A breakthrough year for "brand Korea" -- led by the rapper Psy and electronics giant Samsung -- has boosted efforts to promote a country that still feels overshadowed, under-appreciated and misunderstood.
South Korean pop sensation Psy, whose real name is Park Jae-Sang, performs for fans at a promotion by the Sunrise breakfast television show in central Sydney. AFP /Greg Wood
While some may question the benefit of a chubby thirty-something and his horse-riding dance becoming your best-known cultural export, the phenomenal success of Psy's "Gangnam Style" undoubtedly raised the national profile.
Name-checked and imitated by everyone from US President Barack Obama, to Chinese dissident artist Ai Weiwei and pop icon Madonna, Psy bestrode his invisible horse and the music world like a colossus in 2012.
The hit video is already the most popular of all time on YouTube, having racked up more than 922 million views, and could well break through the one-billion mark before the end of the year.
A one-hit wonder maybe, but one with such staying power that the main sufferer of "Gangnam Style" fatigue was Psy himself.
"Sometimes, honestly, yes I get tired or I get sick of it," the rapper said in Singapore, during one of his endless overseas promotional stops.
In South Korea they gave him a medal in November for, as one foreign ministry official put it, "increasing the world's interest in Korea".
But the scrutinising spotlight of fame brought its problems, digging up a 2004 concert held to oppose the US-led invasion of Iraq when Psy rapped lyrics calling for American soldiers to be killed "slowly and painfully".
On Saturday the singer felt obliged to apologise, regretting any "pain" he might have caused.
Despite achieving extraordinary things in an extraordinarily short space of time, South Korea remains a frustrated understudy on the global stage compared to leading players like neighbours China and Japan.
The narrative of its rapid transformation from dictatorship to vibrant democracy and war-torn, impoverished backwater to Asia's fourth-largest economy is a source of immense national pride.
But outside views of the country are all too often dominated by glib stereotypes about dog restaurants or filtered from spurious sources like the long-running US television series M*A*S*H.
Even its obvious export success stories went unrecognised until recently, with many believing companies such as Samsung Electronics and LG to be Japanese or Taiwanese.
For Samsung, 2012 was a watershed year that saw it take a giant bite out of Apple Inc as it carved out a dominant position in the global mobile computing market.
Having ended Nokia's 14-year rule as the world's top cell phone manufacturer, Samsung saw its share of the lucrative smartphone market surge to 31.3 percent in the third quarter of 2012, up from just 3.3 percent in late 2009.

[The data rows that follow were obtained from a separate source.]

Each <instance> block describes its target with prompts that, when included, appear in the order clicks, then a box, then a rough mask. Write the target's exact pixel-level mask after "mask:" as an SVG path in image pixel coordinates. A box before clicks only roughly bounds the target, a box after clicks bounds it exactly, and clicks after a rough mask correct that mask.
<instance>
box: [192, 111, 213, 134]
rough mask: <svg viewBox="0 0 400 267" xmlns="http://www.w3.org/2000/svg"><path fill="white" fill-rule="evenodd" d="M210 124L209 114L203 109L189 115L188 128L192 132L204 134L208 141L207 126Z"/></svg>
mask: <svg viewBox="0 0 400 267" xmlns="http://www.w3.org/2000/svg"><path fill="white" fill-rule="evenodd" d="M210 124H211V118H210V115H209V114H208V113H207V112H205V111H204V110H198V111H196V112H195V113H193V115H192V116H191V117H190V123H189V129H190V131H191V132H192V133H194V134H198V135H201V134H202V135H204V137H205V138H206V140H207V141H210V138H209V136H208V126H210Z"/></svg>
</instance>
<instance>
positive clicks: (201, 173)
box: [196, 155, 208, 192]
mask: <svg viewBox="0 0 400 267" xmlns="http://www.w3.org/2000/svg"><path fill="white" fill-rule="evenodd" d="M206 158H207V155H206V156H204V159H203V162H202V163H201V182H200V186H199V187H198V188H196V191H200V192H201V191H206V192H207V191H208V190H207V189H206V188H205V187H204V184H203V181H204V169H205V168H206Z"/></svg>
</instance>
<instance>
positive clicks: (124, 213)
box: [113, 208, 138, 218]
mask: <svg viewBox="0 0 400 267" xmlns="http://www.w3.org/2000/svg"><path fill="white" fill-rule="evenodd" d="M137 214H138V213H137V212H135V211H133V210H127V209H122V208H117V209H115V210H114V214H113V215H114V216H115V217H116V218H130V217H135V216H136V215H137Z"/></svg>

Apple smartphone sales in the July-September period were half those of Samsung's for a total market share of 15 percent.
The South Korean government has spent a substantial amount of time and money in recent years on raising the country's international profile -- notably through its support of the "Korean wave" of TV dramas and pop music that have become enormously popular in Asia and beyond.
For nation branding expert Simon Anholt, the success of someone like Psy is proof that state-sponsored or state-controlled cultural output is never as potent or attractive as individual self-expression.

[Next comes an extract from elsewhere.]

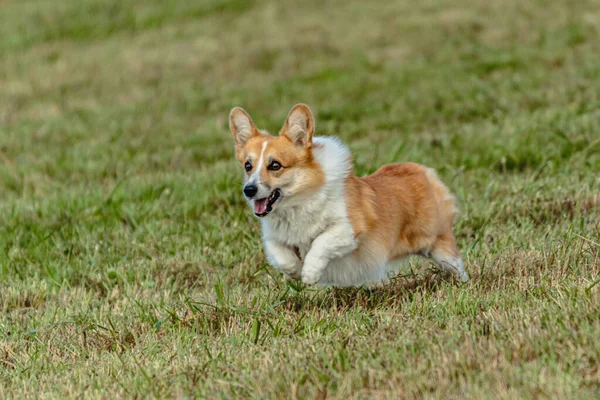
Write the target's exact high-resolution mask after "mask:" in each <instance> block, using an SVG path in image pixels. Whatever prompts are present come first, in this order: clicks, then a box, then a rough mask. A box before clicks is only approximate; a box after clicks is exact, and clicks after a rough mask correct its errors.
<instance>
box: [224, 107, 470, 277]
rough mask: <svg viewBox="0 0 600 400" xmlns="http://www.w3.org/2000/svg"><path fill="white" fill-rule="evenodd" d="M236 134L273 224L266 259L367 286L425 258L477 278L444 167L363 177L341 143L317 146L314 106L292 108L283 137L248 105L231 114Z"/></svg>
mask: <svg viewBox="0 0 600 400" xmlns="http://www.w3.org/2000/svg"><path fill="white" fill-rule="evenodd" d="M230 128H231V131H232V133H233V135H234V138H235V142H236V154H237V158H238V161H239V162H240V163H241V164H242V166H243V167H244V169H245V170H246V178H245V186H244V195H245V196H246V198H247V200H248V202H249V204H250V205H251V206H253V208H254V211H255V215H256V216H258V217H261V218H264V219H263V222H262V228H263V242H264V246H265V253H266V255H267V258H268V259H269V262H270V263H271V264H272V265H273V266H275V267H276V268H278V269H280V270H282V271H283V272H284V273H285V274H286V275H288V276H290V277H292V278H301V279H302V281H303V282H304V283H307V284H315V283H323V284H333V285H340V286H345V285H361V284H366V283H370V282H375V281H384V280H385V279H386V274H387V272H388V271H389V267H390V265H391V263H390V262H391V261H394V260H397V259H400V258H403V257H405V256H407V255H410V254H421V255H424V256H427V257H430V258H431V259H432V260H433V261H434V262H435V263H437V264H438V265H439V266H440V267H441V268H442V269H444V270H447V271H450V272H453V273H455V274H456V276H457V277H458V278H459V279H460V280H461V281H463V282H465V281H467V280H468V279H469V277H468V274H467V272H466V271H465V270H464V266H463V262H462V259H461V257H460V253H459V251H458V249H457V247H456V241H455V238H454V235H453V232H452V228H453V223H454V220H455V218H456V215H457V214H458V208H457V207H456V200H455V198H454V196H452V195H451V194H450V192H449V190H448V188H447V187H446V186H445V185H444V184H443V183H442V182H441V181H440V179H439V178H438V177H437V174H436V173H435V171H434V170H432V169H430V168H427V167H425V166H422V165H419V164H415V163H396V164H388V165H384V166H382V167H381V168H380V169H379V170H378V171H376V172H375V173H374V174H372V175H369V176H365V177H357V176H356V175H354V173H352V167H351V165H352V164H351V161H352V160H351V155H350V152H349V150H348V149H347V147H345V146H344V145H343V144H342V143H341V142H339V141H338V140H337V139H335V138H326V137H315V138H314V141H313V133H314V130H315V123H314V119H313V117H312V113H311V111H310V109H309V108H308V107H307V106H306V105H304V104H298V105H296V106H294V107H293V108H292V110H291V111H290V113H289V114H288V118H287V119H286V121H285V123H284V126H283V128H282V129H281V131H280V133H279V136H276V137H275V136H271V135H269V134H268V133H265V132H261V131H259V130H258V129H257V128H256V126H255V125H254V122H252V119H251V118H250V116H249V115H248V114H247V113H246V112H245V111H244V110H242V109H241V108H234V109H233V110H232V111H231V114H230ZM273 165H276V166H275V167H273Z"/></svg>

"Countries are judged by what they do and what they make, not by what they say about themselves," Anholt told AFP.
"If a country wants to be admired, it has to be admirable, and in a way which catches people's imaginations: it's as simple as that," he said.
Samuel Koo, the new head of South Korea's Presidential Council on Nation Branding, is all too aware of the pitfalls of behaving like a "PR politburo" that simply trumpets the country's achievements.

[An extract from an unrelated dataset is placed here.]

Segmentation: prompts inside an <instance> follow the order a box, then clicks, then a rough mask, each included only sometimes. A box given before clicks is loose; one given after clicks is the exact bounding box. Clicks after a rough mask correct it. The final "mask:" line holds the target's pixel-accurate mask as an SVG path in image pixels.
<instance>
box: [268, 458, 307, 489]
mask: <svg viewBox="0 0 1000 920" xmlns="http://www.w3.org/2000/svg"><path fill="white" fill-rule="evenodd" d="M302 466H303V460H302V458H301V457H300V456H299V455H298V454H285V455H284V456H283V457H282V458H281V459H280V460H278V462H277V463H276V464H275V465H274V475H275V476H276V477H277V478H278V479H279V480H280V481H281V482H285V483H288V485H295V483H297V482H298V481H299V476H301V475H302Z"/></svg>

"What is successful in, by and from Korea is already there and too big for us to do anything about. What can you possibly add to Psy?" Koo told AFP in an interview.
The presidential stamp gives the council genuine clout, which Koo is using to push for, among other things, greater recognition of overseas development assistance (ODA) and "green" policies as crucial tools for raising South Korea's standing in the international community.
But rather than throwing all its efforts behind a specific campaign, Koo sees the council's role as one of "joining dots" and presenting a mosaic that reflects Korea's diversity.
"Yes, it is the country of Samsung, but it's also a country of empathy, a country of ODA, the country of Psy, the country of Olympic medals.
"It cannot be too systematically orchestrated, but there are easy connections one can make," he said.
South Korea's film industry scored a major success in 2012 when director Kim Ki-Duk's anti-capitalist movie "Pieta" won the coveted Golden Lion prize at the Venice film festival.
South Korea has struggled to build a reputation for creativity and genuine innovation, with even Samsung's success tainted by accusations of copycat piracy and lawsuits with Apple over alleged patent infringements.
But Koo sees a generational change -- nurtured by economic growth -- that affords young Koreans the financial freedom to pursue creative avenues that were closed to their parents and grandparents.
"That's why we have the Psys. In my generation, if someone's son or daughter wanted to become a pop star, they would have been shot. Well, perhaps not shot, but at least had their arms twisted until they recanted.
"There's a paradigm shift there, and it's all to the good. Koreans would not be Koreans unless they were individualistic," Koo said.